I rock when he lets me....sometimes it is just him laying on me, sitting in the glider, as we stare out the window and tell eVERYTHING good night









Sometimes he is so tired that he wants to lay right down. But sometimes he is also so tired he will lay on my shoulder with his arm aroud my neck.

I am being extra snuggly when he lets me because in 5 mths i will have a newborn and will miss my alone time with DS!

With DH, he goes right to bed !







No complaints, no hold me longers, no one more stories....
Boys and their mommies!


----------



## Diane B (Mar 15, 2004)

We rocked her to sleep every night until she was about 22 months. Then it started to get too hard to move a rather heavy, sleeping child into her crib. We took the rail off (thus creating a bed) and now rock and read and nurse first, and then sit beside her in her bed until she falls asleep.

I was told when my daughter was little that rocking her to sleep would "ruin" her sleep. Not true. She's a fine sleeper now - sometimes she comes in with us, sometimes she chooses to spend the whole night in her bed - but rocking was (and is) a lovely ending to the day.


----------



## LovinLiviLou (Aug 8, 2004)

I just wanted to post to tell you all that this whole thread warms my heart. I am so glad to know that there are this many parents who get the fact that either a) one day they are going to miss these times, or b) they may wish they didn't have to do it, but they do it because its what their child needs. Either way, you are all super-moms and dads. There are some times that I wish I could just magically get my dd to sleep and have that time for myself (or the house or whatever needs doing), but most nights those are some of our best times . . . like last night when I thought she was asleep, and she randomly sat up, kissed me on the forehead, and then laid her little head back down. The dishes in the sink would never have given me such a sweet memory!

Anyway, I digress - you all rock!


----------



## sunnylady303 (Sep 17, 2004)

I'm glad that so many of you feel that way! I too realize that I will miss these days, but with all the stress with a newborn I still wish I could do it differently.


----------



## Alkenny (May 4, 2004)

I don't rock him, and he'll go to sleep at night fine. But I hold him for his naps. I don't mind.


----------



## thismama (Mar 3, 2004)

We never rocked to sleep, but my daughter is almost 2.5 and she still needs to be nursed or comforted down to sleep. For awhile we did a bottle too, but I've cut that out.

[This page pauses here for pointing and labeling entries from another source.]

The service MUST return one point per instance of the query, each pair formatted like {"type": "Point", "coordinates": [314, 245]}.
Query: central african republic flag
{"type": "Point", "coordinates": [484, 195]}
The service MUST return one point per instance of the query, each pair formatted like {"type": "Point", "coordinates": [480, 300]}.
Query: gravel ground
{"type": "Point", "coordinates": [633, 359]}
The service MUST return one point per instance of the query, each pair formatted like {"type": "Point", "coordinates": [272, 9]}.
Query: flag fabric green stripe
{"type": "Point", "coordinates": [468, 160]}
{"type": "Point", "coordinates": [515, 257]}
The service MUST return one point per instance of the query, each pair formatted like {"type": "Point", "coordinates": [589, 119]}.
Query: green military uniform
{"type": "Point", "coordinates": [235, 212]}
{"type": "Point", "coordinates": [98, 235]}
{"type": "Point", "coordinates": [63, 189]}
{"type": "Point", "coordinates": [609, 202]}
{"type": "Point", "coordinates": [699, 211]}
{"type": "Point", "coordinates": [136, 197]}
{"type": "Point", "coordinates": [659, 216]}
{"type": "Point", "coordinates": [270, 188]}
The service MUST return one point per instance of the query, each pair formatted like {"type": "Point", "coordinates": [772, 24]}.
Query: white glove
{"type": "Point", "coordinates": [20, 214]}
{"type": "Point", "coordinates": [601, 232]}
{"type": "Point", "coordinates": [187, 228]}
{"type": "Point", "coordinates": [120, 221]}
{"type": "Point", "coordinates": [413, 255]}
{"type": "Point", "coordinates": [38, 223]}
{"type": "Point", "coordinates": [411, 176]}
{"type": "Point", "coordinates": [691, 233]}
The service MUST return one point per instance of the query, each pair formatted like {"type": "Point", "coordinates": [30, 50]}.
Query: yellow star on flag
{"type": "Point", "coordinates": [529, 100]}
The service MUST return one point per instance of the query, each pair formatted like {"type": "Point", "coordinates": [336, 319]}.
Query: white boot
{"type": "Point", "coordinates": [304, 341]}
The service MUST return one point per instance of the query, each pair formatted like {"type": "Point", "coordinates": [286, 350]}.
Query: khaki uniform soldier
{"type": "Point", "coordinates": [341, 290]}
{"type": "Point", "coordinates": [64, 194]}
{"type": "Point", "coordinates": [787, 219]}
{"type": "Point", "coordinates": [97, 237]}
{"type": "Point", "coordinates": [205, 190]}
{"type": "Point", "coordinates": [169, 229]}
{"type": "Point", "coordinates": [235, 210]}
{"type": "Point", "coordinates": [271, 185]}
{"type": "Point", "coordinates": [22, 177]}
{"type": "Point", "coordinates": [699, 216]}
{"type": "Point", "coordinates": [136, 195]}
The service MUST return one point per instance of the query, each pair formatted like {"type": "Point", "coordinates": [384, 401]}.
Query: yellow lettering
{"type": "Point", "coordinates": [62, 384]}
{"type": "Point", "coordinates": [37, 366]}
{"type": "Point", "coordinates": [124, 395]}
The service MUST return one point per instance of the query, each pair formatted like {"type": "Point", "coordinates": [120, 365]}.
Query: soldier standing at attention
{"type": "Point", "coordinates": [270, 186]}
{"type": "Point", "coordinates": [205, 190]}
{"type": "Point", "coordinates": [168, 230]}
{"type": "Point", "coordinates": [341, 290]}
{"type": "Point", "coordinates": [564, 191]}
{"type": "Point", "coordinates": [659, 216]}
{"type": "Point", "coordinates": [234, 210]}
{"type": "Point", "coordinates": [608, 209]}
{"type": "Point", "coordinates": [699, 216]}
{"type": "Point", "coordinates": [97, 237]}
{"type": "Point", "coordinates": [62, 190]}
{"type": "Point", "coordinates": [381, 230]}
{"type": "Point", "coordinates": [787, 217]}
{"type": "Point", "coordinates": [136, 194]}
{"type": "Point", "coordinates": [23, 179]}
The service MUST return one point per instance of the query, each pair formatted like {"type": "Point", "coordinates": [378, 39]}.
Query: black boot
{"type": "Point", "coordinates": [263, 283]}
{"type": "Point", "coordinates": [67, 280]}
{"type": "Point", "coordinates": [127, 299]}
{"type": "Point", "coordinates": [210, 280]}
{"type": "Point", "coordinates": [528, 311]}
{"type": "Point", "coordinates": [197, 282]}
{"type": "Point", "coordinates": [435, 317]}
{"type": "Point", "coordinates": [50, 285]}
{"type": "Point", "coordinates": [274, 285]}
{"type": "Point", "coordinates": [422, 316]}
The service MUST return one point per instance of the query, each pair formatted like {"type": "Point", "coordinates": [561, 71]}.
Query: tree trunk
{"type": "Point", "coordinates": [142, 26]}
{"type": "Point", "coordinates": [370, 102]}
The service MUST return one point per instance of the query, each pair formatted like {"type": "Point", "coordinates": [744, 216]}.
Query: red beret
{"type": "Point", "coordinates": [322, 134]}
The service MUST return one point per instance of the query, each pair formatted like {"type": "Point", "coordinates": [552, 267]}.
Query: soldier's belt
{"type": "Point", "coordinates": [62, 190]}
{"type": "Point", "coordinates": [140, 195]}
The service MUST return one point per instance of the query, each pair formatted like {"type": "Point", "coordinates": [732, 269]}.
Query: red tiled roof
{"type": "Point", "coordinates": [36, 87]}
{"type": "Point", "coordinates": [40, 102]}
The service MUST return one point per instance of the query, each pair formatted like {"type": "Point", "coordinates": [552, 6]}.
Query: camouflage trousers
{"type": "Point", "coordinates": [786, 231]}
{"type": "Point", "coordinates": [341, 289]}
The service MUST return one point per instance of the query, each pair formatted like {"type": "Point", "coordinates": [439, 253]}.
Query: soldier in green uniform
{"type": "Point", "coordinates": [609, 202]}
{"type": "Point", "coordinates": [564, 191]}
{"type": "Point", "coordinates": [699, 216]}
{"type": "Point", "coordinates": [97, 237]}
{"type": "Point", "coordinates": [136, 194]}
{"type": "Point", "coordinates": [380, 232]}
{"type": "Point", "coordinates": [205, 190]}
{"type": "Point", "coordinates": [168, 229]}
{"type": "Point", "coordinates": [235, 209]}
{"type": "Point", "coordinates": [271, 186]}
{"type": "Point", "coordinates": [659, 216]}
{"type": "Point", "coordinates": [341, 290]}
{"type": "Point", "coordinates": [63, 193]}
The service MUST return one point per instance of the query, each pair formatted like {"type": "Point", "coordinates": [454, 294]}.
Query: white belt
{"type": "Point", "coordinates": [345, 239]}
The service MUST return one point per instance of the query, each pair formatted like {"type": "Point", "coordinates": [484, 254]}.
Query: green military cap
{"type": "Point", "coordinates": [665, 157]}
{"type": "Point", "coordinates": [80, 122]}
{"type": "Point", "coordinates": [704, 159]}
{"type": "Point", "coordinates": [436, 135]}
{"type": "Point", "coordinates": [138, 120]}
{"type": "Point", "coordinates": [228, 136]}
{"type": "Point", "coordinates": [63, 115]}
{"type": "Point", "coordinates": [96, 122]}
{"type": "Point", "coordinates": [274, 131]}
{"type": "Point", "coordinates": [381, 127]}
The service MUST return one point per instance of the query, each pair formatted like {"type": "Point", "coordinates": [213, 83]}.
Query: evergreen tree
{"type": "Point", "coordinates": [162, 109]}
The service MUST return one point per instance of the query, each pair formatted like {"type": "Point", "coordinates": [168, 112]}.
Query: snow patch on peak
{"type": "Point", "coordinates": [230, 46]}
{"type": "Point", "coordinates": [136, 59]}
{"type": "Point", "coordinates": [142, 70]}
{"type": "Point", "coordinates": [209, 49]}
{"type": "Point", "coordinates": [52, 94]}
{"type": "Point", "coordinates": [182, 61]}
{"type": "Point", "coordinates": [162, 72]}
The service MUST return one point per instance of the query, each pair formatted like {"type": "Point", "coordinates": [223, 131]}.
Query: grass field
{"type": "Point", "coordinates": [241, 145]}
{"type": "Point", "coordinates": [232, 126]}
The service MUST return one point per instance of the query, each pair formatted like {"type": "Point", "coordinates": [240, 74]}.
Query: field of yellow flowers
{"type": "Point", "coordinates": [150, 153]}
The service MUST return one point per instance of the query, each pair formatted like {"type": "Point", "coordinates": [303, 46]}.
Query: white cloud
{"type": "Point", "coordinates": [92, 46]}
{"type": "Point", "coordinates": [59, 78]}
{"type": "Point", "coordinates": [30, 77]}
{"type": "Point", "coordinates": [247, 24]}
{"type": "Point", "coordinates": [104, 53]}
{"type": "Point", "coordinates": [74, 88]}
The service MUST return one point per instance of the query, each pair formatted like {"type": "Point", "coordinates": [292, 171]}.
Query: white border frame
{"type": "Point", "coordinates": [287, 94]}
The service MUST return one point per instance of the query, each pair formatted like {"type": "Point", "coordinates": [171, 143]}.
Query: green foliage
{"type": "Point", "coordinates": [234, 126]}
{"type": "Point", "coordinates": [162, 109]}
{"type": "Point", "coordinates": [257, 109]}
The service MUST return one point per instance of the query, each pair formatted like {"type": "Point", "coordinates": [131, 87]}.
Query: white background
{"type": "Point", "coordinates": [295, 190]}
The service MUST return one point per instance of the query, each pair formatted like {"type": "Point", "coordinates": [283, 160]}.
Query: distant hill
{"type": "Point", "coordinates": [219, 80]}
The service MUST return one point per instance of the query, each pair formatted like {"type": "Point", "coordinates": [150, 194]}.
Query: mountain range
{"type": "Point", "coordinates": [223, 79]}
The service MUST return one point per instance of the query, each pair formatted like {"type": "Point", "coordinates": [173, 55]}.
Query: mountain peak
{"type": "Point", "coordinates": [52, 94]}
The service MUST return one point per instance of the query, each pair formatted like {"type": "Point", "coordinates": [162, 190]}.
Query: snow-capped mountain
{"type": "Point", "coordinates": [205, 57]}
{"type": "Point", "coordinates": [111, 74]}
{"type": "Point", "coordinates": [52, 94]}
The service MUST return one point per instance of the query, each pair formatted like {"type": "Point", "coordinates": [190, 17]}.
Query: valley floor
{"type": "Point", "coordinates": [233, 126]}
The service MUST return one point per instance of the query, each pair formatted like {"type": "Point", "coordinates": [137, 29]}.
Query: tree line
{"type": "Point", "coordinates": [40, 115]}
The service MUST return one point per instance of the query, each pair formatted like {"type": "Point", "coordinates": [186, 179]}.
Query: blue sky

Lately she is big on putting her legs inside my pj pants and laying against me (as tho I'm a bed and my pj's are her blanket). I pat her until she falls asleep. We do a big routine of "Who is sleeping." I list all of her friends, saying, "E. is sleeping, and M. is sleeping, and L. is sleeping." I often run out of people and have to repeat them. She'll tolerate people and animals, but I tried to branch out into "the library is sleeping..." and that was a serious no-go.

I really like the "Who is sleeping" routine. Sometimes I find it boring and repetitive, but it's also really nice to list all of our important people at night as she falls asleep. I know it will be one of those memories I will always have of her early childhood.


----------



## rere (Apr 21, 2005)

Quote:


Originally Posted by *thismama*
Lately she is big on putting her legs inside my pj pants and laying against me (as tho I'm a bed and my pj's are her blanket). I pat her until she falls asleep. .


----------



## boingo82 (Feb 19, 2004)

DS is 22 months and we never really rocked him to sleep - but much of the time we sing him to sleep.
DH made up a song long ago, and if we sing it now, DS will lay right down. From there, we lay down with him and sing while we gently run our fingers across his cheeks and forehead. (He loves this for some reason.)
So it's not exactly rocking to sleep, but it is the same type of thing.


----------



## meisterfrau (Sep 24, 2005)

We still nurse to sleep, but when that doesn't work (like it didn't last night; dd has 2 teeth coming in) we rock, we carry her around, sing, you name it. I miss co-sleeping. It made everything so much easier (and cuddlier, and cozier). She won't do it anymore though, like a PP said, she kicks me away.







I keep joking (sort of) to DH that we will have to have another baby soon so that I can co-sleep with him/her!


----------



## janerose (May 9, 2004)

I just wanted to add that I'm a licensed Kindermusik instructor & one of the things we do (especially with the baby classes) is rocking back & forth. Rocking is great for the brain & actually stimulates the part that helps with balance!

Thank goodness my mama rocked *me* for so long. I'm a total klutz as it is, I can only imagine how bad I'd be otherwise!









Holly


----------



## EveningGrace (Oct 20, 2004)

I still rock my DD to sleep for every nap and nighttime too -- she's a little over 2 years old. I don't mind at all (especially because it only takes about 10 minutes or so







)


----------